The job of convincing animal product customers not to buy is the job of those animal rights advocates who know how to communicate, (something any impassioned, vegan advocate can do credibly, if they feel strongly enough about the issues). Communicators have to show the need for product-boycott, even though it’s inconvenient. We must talk about spending habits and the chance for change coming when billions of boycotters divert their dollars to non-animal products. Only then will the billions of animals be released from slavery.
The impact on the general community, of rescuing animals from factory farms and getting media coverage, is in the initial shock effect of seeing the conditions they live in, but to further influence people we need to get into their minds. Minds that fear life without animal products. We lessen this fear by witnessing the conditions animals live in and resolving to help them in the only way we can – namely by way of boycott. The rescuers video footage is usually powerful stuff, but after that we must rely on words, to get across details, to explain why these things happen to animals and how the customer helps to perpetuate it all. And getting all this across is essential for people to learn the essentials … but the information easily becomes too heavy to digest. So, for communicators, we need to avoid the temptation to say too much, too soon or with too much emotional punch. We mustn’t lose our reputation as information givers. If we preach it’s a big turn-off.

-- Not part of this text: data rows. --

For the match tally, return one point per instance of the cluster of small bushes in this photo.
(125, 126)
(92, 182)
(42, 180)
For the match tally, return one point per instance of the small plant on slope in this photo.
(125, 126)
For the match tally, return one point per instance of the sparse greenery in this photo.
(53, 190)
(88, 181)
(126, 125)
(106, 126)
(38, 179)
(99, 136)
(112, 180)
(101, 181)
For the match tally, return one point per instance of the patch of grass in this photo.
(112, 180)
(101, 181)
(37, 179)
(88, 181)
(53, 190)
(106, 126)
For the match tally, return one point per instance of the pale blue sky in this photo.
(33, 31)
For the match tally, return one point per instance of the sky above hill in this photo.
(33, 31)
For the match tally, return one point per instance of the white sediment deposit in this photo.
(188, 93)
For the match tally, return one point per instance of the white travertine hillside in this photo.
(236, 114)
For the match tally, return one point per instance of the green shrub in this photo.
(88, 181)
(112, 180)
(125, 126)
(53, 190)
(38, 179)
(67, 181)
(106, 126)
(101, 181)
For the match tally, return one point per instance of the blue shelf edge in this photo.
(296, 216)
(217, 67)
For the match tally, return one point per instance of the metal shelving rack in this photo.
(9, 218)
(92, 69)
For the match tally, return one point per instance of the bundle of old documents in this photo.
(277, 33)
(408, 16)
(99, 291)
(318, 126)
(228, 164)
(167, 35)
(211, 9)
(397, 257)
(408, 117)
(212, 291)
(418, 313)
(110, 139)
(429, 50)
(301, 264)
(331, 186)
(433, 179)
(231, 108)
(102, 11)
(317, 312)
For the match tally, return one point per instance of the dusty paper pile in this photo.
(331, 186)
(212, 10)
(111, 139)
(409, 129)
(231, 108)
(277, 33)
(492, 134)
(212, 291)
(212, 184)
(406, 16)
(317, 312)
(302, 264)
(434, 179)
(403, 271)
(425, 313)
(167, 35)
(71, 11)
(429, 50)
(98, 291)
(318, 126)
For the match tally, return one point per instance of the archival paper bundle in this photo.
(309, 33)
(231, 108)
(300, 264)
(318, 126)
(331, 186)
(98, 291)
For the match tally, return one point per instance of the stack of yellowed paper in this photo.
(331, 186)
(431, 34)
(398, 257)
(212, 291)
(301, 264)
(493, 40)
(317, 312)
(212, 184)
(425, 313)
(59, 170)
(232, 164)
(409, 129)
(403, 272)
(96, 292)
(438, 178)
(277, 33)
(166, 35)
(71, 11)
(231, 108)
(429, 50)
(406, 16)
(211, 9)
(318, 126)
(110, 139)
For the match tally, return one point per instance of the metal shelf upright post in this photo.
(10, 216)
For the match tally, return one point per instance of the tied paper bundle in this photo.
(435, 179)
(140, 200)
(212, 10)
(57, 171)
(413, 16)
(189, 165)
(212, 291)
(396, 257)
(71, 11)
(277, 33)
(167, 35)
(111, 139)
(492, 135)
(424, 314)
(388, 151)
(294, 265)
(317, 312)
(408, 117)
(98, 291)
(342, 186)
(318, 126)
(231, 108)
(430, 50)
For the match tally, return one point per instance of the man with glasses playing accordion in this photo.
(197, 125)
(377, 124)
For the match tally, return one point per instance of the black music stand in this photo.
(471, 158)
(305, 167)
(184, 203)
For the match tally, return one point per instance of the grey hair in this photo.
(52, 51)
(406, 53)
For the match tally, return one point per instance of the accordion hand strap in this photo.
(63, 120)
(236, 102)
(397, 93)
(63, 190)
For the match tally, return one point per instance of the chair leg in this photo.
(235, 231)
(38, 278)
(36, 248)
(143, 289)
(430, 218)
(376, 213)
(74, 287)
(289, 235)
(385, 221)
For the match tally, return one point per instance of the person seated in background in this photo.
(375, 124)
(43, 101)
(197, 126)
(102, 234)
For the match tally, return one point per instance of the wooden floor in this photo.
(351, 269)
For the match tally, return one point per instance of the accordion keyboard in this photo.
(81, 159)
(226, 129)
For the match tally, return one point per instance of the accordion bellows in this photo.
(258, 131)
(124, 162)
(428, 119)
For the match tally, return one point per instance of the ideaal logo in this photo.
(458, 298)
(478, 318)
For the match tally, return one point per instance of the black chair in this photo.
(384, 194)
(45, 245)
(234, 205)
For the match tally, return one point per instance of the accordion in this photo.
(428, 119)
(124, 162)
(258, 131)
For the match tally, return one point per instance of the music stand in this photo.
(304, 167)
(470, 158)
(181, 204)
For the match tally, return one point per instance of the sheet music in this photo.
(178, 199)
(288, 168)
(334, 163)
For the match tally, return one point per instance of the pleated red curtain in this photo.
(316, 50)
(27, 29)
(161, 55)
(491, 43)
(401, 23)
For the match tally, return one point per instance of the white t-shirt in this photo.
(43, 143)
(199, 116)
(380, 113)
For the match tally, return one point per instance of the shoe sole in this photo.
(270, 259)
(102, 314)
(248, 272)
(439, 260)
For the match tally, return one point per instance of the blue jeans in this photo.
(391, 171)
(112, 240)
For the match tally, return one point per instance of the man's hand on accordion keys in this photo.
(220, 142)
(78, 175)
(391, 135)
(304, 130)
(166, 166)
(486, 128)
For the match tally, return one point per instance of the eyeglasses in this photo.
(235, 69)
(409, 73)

We don’t want people to simply agree with us anyway. We want to stimulate enquiry. As speakers we don’t want passive acceptance nor does the Animal Rights movement want followers. The need is for people to find out what they need to know, to step away, take a deep breath, and then make a leap of faith. The need is for them to imagine how-things-could-be, and then how we could have a freer world where all things are freer, including animals, environment and impoverished people.
The world will find great benefit in a change in human eating habits. The main reason a vegan diet is still regarded as a threat is because it touches on so many interrelating attitudes, and for many people that is just a bit too overwhelming. We need to be able to show how each connection can be contained in a normal daily life and how putting an effort in will reap rich rewards for all concerned … not for the animal industries though!